To further confirm the transcription regulation of E-cadherin/vimentin by the Slug/PRMT5/LSD1 complex, we performed dual-luciferase reporter assay. As shown, Slug was able to repress the E-cadherin (WT) or activate vimentin (WT) promoter activity (Figure S1A). The mutated promoters did not respond to Slug (Figure S1A). Consistently, Slug was no longer able to repress the E-cadherin or activate vimentin promoter activity when PRMT5 or LSD1 was silenced, further supporting the targeting of E-cadherin and vimentin by the Slug/PRMT5/LSD1 complex (Figure S1A). To test the binding specificity, we mutated the binding motif CCCAAA (WT) to TCTGAG (Mut) and performed biotinylated oligonucleotide pull-down assay. We determined that Slug, PRMT5 or LSD1 specifically binds to the wild-type, but not to the mutant E-cadherin or vimentin probes (Figure S1B). Taken together, we concluded that Slug/PRMT5/LSD1 binds directly to CCCAAA motif in the E-cadherin and vimentin promoters.

We wondered how Slug, PRMT5 and LSD1 are recruited to the target genes. MDA-MB-231 cells were infected with shRNAs targeted to Slug, PRMT5 and LSD1 mRNA along with a shNTC control. The knockdown effects of shRNAs were confirmed by Western blotting (Figure S2). Q-ChIP experiments indicate that the depletion of Slug, PRMT5 or LSD1 led to a drastic reduction of the recruitment of the corresponding protein to the target promoters of CDH1 and VIM (Fig. 4B). Interestingly, whereas the Slug knockdown was associated with a reduced recruitment of PRMT5 and LSD1 on the CDH1 and VIM promoters, the depletion of either PRMT5 or LSD1 had only negligible effect on the recruitment of Slug (Fig. 4B), suggesting that PRMT5 and LSD1 are recruited on target promoters by Slug to act as transcription regulators.

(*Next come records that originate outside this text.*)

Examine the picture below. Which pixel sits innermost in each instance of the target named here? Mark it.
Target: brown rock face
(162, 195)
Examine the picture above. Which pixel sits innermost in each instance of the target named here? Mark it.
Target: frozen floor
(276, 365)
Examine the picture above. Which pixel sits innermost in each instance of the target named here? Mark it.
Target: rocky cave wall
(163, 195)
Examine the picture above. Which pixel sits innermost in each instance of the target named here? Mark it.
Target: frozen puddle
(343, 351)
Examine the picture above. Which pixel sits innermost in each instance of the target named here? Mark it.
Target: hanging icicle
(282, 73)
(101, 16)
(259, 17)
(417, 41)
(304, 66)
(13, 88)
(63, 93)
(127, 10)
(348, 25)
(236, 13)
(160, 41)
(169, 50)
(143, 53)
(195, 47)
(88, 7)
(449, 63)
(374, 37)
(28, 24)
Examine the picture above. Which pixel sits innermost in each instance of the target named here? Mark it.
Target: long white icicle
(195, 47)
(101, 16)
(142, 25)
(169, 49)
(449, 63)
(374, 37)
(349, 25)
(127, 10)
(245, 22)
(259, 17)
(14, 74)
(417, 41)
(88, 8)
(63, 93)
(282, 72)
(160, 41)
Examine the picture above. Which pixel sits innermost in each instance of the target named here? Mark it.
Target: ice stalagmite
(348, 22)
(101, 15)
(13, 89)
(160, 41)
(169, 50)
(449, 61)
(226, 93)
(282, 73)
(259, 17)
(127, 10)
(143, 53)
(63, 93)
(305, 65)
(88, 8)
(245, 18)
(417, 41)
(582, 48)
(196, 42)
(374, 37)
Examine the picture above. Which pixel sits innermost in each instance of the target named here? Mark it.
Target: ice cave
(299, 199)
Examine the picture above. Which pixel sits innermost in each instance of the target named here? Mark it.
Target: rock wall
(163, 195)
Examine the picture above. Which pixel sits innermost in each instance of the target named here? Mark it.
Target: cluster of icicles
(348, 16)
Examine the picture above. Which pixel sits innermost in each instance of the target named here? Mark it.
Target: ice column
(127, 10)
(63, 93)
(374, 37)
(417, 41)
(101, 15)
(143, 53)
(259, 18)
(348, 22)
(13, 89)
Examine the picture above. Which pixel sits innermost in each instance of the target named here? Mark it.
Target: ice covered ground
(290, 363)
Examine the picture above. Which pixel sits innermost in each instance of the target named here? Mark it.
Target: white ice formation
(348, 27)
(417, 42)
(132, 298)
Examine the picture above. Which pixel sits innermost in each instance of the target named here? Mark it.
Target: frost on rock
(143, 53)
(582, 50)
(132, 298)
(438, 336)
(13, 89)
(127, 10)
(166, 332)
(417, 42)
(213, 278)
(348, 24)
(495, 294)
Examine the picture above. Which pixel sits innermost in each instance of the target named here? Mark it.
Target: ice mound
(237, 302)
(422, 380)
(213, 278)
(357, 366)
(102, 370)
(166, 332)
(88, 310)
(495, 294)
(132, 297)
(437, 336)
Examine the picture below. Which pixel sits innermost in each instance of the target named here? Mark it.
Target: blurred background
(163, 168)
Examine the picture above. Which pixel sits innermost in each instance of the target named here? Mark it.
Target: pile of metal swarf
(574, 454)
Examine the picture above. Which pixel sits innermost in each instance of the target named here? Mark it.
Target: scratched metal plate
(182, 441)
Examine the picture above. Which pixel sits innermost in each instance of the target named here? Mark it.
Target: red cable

Among the identified target genes of the Slug-PMRT5-LSD1 complex, CDH1 and VIM are important molecular markers of EMT. Downregulation of epithelial cell markers, like E-cadherin, and enhanced expression of mesenchymal markers such as vimentin, have been characterized as hallmarks during EMT process. To examine the transcription repression of CDH1 and transcription activation of VIM by the Slug-PRMT5-LSD1 complex, Slug was overexpressed in MCF10A cells, leading to decreased expression of E-cadherin and increased expression of vimentin at both the transcriptional and protein levels (Fig. 4C, 4D and Figure S3). Significantly, the alterations of E-cadherin and vimentin upon Slug overexpression were offset when PRMT5 or LSD1 was depleted in MCF10A cells, and this weakening trend was even more pronounced when LSD1 and PRMT5 were simultaneously knocked down (Fig. 4C, 4D and Figure S3). Since the promoter recruitment of Slug, PRMT5 and LSD1 is consistent with the E-cadherin and vimentin expression patterns, it appears that Slug functions in a dual mode in modulating gene expression during the EMT process.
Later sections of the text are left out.